60 à70 enfants et adultes de l’école d’arts d’Amilly ont été accueillis du 10 au 20 septembre par l’artiste, aidée de David et Vincent, professeurs plasticiens. La presse de Georges Thouvenot* acquise par la ville a été utilisée, tel un trait d’union entre deux époques, et aux côtés des gravures à la gomme et à l’encre à l’eau réalisées, une œuvre collective représentant un arbre de vie en a émané. »

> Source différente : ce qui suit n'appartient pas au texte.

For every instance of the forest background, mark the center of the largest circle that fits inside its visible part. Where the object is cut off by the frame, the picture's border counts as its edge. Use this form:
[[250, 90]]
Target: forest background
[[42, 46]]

Arbre de Vie (Cl. Jeanne-Pelloquin)

« Les Tanneries sont un nom qui circule chez les jeunes artistes à Paris. Le confinement a rendu les élèves plus heureux de découvrir et de s’essayer à des techniques de gravure », a confié l’artiste, qui vit dans la capitale.
Éric Degoutte, le directeur du Centre d’art amillois, donne à présent rendez-vous au public le 10 octobre, pour le lancement de la 5e saison artistique. Elle sera présentée ultérieurement. »

* Nota : Rappelons que Georges Thouvenot (1909-2008) est un artiste graveur, dessinateur et peintre qui, après des études à l’École Estienne en 1924, puis à partir de 1927 aux Beaux-Arts de Paris, obtint en 1934 le 2e Prix de Rome de gravure, avec une œuvre intitulée : « Le Remords d’Oreste« , dont il fut dit que l’originalité de la composition et l’esprit romantique firent l’unanimité de la critique. Il quitta Paris pour être professeur d’arts plastiques à Montluçon, dans l’Allier, avant de se fixer en 1943 dans le Loiret, à Montargis, où il enseigna son art. Il fit don de ses gravures à la Bibliothèque municipale de la ville.